Exploring the Mouth: What is the Purpose of Canine Teeth?
Unless you’re dressing up as a vampire for Halloween, you probably don’t give much thought to your canine teeth, or your “fangs”. Did you know they play a vital role in your ability to eat and speak?
Canine teeth are named after, well, canines. Our canine teeth resemble dog’s fangs, just shorter and less sharp. They’re also called cuspids by many dentists. But no matter their name, the first canine teeth appear in our mouths around the age of 16 months.
Canine teeth are important for a variety of reasons, including:
Guiding other teeth
Maintaining the shape of the mouth
Without canine teeth, it would be extremely difficult to chew tougher foods, like meat. These sharp teeth help grip and tear food, so we can safely chew and swallow. Additionally, canine teeth help us form words properly. And when other teeth are erupting in the mouth, canine teeth serve as a guidepost to show the other teeth where to go. Overall, without canine teeth, our other teeth would be a mess, we would talk funny, and we wouldn’t be able to chew properly.
Unfortunately, there are concerns with canine teeth that people should be aware of. First off, because of their position in the mouth, canine teeth are prone to erosion. Gum recession is commonly seen above canine teeth, which can leave them exposed. To reduce the risk of this happening, it’s important to brush your canine teeth gently and carefully.
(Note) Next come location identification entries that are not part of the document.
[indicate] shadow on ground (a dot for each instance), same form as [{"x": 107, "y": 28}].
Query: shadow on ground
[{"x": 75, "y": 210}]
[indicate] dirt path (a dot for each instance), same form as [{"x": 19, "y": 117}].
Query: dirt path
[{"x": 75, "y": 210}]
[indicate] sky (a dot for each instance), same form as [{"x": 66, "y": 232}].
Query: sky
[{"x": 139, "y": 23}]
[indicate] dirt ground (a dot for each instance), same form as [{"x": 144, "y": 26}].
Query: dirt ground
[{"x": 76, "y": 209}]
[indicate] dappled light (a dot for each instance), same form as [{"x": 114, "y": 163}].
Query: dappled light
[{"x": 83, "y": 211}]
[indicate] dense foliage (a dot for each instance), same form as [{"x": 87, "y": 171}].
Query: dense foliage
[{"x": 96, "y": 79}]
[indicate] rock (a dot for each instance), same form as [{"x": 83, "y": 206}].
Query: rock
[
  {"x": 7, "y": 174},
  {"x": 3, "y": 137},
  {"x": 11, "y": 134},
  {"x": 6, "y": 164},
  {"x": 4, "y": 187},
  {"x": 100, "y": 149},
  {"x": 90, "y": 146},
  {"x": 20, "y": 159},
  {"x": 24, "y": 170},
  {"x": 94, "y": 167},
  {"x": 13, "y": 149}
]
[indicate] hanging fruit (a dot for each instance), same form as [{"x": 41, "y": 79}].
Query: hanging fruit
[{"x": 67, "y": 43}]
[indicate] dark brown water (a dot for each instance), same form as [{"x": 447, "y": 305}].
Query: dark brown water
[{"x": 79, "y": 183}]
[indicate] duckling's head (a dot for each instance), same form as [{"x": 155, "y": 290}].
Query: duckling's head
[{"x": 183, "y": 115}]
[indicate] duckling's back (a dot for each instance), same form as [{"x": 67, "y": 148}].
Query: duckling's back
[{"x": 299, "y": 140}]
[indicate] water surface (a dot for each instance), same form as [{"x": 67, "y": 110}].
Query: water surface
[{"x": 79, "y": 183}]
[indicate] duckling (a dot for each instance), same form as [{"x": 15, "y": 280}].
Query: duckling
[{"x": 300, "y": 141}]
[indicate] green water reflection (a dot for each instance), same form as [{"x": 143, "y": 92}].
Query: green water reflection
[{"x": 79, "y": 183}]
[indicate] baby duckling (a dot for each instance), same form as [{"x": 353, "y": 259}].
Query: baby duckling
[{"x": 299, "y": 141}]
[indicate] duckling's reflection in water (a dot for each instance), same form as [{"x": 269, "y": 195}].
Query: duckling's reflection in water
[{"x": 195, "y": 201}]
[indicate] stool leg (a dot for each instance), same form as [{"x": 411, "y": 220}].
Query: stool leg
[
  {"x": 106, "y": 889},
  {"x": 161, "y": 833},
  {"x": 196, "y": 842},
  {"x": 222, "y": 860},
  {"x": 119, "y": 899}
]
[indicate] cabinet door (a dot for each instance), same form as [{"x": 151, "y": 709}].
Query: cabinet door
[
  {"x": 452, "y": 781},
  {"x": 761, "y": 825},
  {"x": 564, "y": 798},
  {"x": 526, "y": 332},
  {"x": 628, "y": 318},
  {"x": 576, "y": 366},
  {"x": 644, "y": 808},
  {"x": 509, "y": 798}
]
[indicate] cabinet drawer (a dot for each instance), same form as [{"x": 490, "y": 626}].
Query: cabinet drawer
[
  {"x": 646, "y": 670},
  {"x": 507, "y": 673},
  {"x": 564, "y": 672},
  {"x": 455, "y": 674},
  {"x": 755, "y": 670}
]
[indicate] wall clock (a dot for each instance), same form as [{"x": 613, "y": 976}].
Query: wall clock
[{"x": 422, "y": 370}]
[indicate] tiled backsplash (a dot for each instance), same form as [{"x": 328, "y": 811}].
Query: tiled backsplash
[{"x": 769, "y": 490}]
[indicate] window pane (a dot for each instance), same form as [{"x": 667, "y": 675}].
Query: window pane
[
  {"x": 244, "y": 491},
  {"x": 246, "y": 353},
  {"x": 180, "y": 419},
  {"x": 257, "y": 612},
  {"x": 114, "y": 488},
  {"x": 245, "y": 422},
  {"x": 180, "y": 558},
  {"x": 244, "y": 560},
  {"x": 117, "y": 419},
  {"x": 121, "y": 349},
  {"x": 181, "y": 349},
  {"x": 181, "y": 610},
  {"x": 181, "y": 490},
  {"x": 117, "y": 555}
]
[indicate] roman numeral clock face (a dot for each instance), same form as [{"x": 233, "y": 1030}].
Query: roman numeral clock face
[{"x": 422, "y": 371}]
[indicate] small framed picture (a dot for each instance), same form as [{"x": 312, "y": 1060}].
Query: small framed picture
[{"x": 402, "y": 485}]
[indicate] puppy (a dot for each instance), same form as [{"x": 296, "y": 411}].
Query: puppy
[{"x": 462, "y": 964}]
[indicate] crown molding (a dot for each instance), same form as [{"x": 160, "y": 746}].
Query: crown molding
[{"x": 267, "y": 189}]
Secondly, canine teeth are the second most common teeth to become impacted. When a tooth is impacted, it doesn’t erupt properly — or at all. A dentist may use a dental cone-beam computed tomography (CBCT) system to get a better look at the impacted tooth. This system can create three-dimensional images rather than traditional two-dimensional images. An experienced oral surgeon may work with an orthodontist to get the tooth into the proper position. Generally, an impacted canine tooth can be brought down with the help of braces, rather than having to explore tooth removal surgery options. If the baby canine tooth is still in place and is preventing the adult tooth from erupting, then tooth removal surgery may be necessary.
Canine teeth are some of the most important teeth you have. So always make sure to take care of them and if you do have problems with your teeth, listen to your dentist or oral surgeon to make sure you get that pearly white smile you deserve.